No ocurrió lo mismo con Miguel Ángel, quien se mantuvo en el diario Expreso; su humor se volvió oficioso atendiendo al giro que dio la línea editorial del matutino. El motivo de este viraje «se explica en un revelador ‘vladivideo’ publicado en el año 2004» (Infante, 2010, p. 121; Rendón, 2011).

La misión de Miguel Ángel sería ridiculizar a los principales críticos del gobierno, buscando deslegitimar su liderazgo al frente de la oposición. Lo hizo con Alejandro Toledo, luego con Alberto Andrade y, finalmente, con Luis Castañeda. Pero fue con el primero con quien se ensañó. Era el más vulnerable, los estereotipos que se construyeron a partir del origen étnico y de sus rasgos andinos se convirtieron en insumos de una extraordinaria fuente de imaginería; también aprovechó aspectos de su controvertida moral y los introdujo, bajo vectores simbólicos, al personaje caricaturesco.

Pero el sarcasmo y la ironía no fueron las únicas figuras humorísticas que circularon durante la etapa de desequilibrio y reequilibrio político. La otra figura que asomó con fuerza fue el sinsentido, un concepto ampliamente desarrollado por Foucault (1998), que se entendía como «sin razón».

Efectivamente, Michael Foucault descubrió en el sinsentido, un elemento de singular racionalidad dialéctica (Foucault, 1995, p. 11). Esto equivale a decir que si para unos el sinsentido representaba un signo de locura, para otros no siempre lo era, o si algo se entendía como absurdo, esto mismo podía comprenderse como algo sensato o razonable. El humor caricaturesco logró purificar este conflicto, sin la necesidad de cruzar la línea de una especie de maniqueísmo.

Esto se vio en el humor gráfico de Expreso y El Comercio, al momento de presentar a José Portillo, jefe de la Oficina Nacional de Procesos Electorales (ONPE).
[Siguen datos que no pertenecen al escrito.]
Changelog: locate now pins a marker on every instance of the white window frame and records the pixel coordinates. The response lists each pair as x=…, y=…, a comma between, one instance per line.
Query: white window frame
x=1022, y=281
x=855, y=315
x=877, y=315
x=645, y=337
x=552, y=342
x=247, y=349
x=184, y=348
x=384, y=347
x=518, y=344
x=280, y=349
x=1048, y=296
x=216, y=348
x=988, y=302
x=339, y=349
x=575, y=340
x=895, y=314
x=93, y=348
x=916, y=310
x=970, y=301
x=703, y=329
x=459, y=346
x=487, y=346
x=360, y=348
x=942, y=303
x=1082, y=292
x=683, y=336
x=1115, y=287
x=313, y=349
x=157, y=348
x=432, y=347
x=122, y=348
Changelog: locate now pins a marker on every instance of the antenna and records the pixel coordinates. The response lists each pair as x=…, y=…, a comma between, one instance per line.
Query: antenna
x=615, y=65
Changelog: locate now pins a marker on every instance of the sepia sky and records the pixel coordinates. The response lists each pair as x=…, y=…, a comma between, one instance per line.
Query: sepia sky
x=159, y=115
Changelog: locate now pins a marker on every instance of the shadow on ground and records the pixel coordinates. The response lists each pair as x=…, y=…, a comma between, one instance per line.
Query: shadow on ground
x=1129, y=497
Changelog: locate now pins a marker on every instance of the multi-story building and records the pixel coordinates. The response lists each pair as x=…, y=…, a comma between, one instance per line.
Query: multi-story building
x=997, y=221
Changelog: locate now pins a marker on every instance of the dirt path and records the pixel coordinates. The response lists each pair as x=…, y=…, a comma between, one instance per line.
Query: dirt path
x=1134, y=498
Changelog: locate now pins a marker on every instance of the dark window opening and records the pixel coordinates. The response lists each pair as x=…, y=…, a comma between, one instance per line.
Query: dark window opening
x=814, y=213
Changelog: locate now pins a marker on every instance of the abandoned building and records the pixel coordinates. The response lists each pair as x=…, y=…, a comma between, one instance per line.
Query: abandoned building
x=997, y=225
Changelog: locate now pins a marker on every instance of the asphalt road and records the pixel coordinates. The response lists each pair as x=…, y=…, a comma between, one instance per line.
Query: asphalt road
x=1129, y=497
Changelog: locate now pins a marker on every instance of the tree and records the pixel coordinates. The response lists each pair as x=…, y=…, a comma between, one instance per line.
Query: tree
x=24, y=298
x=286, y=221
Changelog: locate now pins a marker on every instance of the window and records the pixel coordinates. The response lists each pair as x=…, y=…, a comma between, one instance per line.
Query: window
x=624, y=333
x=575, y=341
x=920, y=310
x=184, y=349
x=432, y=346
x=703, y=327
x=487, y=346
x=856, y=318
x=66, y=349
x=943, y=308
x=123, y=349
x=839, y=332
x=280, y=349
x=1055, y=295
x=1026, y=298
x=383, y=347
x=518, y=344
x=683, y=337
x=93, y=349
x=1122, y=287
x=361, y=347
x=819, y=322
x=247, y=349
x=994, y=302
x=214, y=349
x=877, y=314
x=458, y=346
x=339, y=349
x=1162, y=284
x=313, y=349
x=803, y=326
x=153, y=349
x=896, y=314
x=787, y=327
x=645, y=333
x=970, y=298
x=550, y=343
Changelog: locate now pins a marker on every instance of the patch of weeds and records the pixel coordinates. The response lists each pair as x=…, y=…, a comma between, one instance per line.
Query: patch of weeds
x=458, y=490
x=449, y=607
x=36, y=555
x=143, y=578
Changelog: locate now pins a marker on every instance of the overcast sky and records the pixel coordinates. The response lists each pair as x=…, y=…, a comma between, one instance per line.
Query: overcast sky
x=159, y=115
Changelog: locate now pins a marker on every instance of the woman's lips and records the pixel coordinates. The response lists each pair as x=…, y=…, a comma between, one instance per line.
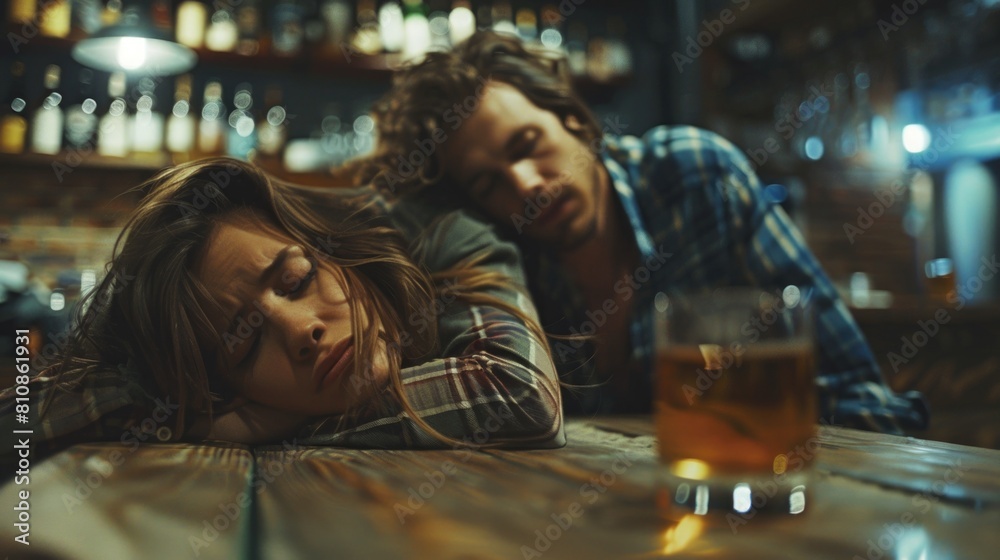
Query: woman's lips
x=335, y=363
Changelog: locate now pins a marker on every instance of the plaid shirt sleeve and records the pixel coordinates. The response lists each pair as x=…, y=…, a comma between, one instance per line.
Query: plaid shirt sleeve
x=106, y=405
x=495, y=383
x=729, y=210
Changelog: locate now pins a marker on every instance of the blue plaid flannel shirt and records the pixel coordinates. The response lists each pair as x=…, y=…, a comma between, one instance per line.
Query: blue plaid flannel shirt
x=695, y=204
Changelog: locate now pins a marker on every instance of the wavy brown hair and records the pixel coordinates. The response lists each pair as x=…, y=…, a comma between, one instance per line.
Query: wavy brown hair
x=428, y=99
x=152, y=312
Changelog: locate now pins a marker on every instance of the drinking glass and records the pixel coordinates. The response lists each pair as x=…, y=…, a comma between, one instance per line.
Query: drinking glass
x=735, y=401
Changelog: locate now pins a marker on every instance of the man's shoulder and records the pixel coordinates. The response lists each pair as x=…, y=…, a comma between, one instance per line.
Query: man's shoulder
x=685, y=145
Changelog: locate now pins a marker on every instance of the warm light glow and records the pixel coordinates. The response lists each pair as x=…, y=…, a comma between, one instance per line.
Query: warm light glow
x=691, y=469
x=916, y=138
x=462, y=23
x=57, y=301
x=131, y=52
x=680, y=536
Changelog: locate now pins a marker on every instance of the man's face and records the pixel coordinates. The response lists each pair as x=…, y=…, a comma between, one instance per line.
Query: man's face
x=524, y=169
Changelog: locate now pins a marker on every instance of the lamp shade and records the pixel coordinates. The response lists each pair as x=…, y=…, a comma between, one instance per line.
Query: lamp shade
x=134, y=45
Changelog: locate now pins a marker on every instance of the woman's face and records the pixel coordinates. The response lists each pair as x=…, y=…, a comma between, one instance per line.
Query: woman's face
x=286, y=320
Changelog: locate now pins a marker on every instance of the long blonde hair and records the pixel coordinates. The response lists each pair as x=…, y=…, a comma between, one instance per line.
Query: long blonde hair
x=152, y=312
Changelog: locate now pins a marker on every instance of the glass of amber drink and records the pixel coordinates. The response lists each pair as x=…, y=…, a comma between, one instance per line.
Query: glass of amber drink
x=735, y=401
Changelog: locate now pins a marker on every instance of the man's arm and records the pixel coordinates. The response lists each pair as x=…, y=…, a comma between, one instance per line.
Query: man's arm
x=494, y=382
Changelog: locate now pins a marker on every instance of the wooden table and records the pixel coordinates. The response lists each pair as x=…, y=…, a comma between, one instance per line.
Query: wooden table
x=875, y=496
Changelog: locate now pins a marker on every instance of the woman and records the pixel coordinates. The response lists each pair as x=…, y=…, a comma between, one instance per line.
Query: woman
x=239, y=308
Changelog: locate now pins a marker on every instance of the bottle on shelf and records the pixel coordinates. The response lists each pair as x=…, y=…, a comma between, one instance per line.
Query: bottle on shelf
x=114, y=136
x=527, y=24
x=54, y=18
x=437, y=22
x=192, y=20
x=111, y=13
x=337, y=14
x=47, y=120
x=222, y=34
x=461, y=21
x=367, y=37
x=181, y=124
x=551, y=35
x=86, y=18
x=147, y=122
x=503, y=17
x=313, y=26
x=13, y=124
x=391, y=28
x=20, y=12
x=248, y=28
x=81, y=114
x=241, y=134
x=272, y=126
x=286, y=28
x=211, y=140
x=416, y=30
x=576, y=48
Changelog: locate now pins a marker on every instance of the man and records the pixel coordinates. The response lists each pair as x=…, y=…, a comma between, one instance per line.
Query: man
x=606, y=222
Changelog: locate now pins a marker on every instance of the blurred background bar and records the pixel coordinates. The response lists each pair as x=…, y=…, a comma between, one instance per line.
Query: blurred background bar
x=874, y=123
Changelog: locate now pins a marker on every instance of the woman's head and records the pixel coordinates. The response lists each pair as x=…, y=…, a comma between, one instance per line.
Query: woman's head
x=225, y=283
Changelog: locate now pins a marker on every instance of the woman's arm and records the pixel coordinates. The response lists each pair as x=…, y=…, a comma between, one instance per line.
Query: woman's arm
x=494, y=382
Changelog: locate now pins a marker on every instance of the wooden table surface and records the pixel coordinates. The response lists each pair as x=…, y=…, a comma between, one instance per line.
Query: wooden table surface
x=874, y=496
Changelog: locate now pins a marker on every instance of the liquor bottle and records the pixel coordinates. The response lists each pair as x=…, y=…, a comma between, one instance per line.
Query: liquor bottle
x=86, y=18
x=437, y=22
x=248, y=28
x=313, y=26
x=13, y=124
x=337, y=14
x=272, y=127
x=20, y=12
x=286, y=27
x=113, y=135
x=618, y=52
x=527, y=24
x=54, y=18
x=551, y=36
x=416, y=30
x=147, y=122
x=391, y=30
x=503, y=18
x=576, y=48
x=181, y=122
x=461, y=21
x=192, y=19
x=111, y=13
x=213, y=118
x=222, y=34
x=242, y=136
x=47, y=121
x=367, y=36
x=81, y=114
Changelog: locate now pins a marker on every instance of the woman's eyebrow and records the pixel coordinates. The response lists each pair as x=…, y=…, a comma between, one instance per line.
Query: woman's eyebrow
x=265, y=276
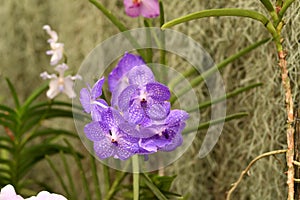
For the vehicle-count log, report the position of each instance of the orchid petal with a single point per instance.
(149, 8)
(158, 91)
(96, 131)
(140, 75)
(104, 148)
(97, 89)
(126, 97)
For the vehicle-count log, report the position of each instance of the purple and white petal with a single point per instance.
(131, 9)
(126, 97)
(112, 117)
(175, 142)
(176, 116)
(157, 111)
(140, 75)
(96, 131)
(135, 114)
(149, 8)
(104, 149)
(158, 91)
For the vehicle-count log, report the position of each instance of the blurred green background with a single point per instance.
(81, 27)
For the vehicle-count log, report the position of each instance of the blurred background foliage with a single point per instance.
(81, 27)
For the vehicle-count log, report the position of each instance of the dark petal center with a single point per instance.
(143, 103)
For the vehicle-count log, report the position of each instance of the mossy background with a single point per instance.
(81, 27)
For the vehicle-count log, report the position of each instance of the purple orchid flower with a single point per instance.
(166, 135)
(90, 101)
(146, 8)
(117, 79)
(144, 99)
(110, 140)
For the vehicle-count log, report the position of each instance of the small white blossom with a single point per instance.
(60, 84)
(57, 49)
(8, 192)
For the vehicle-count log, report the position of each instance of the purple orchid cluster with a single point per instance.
(139, 120)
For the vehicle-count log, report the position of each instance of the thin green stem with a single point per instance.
(268, 5)
(95, 177)
(285, 6)
(219, 66)
(217, 13)
(113, 189)
(153, 187)
(136, 177)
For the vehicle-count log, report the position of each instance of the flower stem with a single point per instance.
(136, 177)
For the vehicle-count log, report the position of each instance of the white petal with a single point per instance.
(53, 89)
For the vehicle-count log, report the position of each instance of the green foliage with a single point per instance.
(26, 141)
Caricatura política y sin sentido

El Comercio no siempre adoleció de una estética elegante en sus caricaturas. En las ocasiones en que Carlos Hague se hizo cargo de los trazos humorísticos, el nivel de la caricatura política recuperó su brillo. Sin embargo, Hague no solía usar la ironía para exhibir la conducta poco honorable de ciertas figuras gubernamentales; le era suficiente con descubrir sus contorsiones bajo el estilo de un humor blanco o «humor benigno» (Berger, 1999). Como sea, el caricaturista puso a Portillo frente a un acto deshonesto, cuya conducta solo podía entenderse desde el sinsentido. Si bien Miguel Ángel no respondió al golpe de Hague, no encontró mejor forma que presentar al jefe de la ONPE en el papel de una víctima (figura 6), procurando extrapolar su figura.

El conflicto entre dos tipos de caricaturas, una de oposición y la otra oficiosa, desde una vertiente narrativa, fue inspirador. Fueron dos escenarios, donde Hague y Miguel Ángel serían protagonistas de un tipo de polemicidad, parafraseando a Mazzuchino (2019), que encontró límites en la seriedad de su trabajo. Parecía un pacto solemne entre ambos humoristas para no afectarse mutuamente ni ridiculizarse. Otro era el comportamiento de los periódicos «chicha», «cuyos dibujos de humor, tan efímeros como sus plataformas, no respetaban código alguno» (Infante, 2022, p. 158).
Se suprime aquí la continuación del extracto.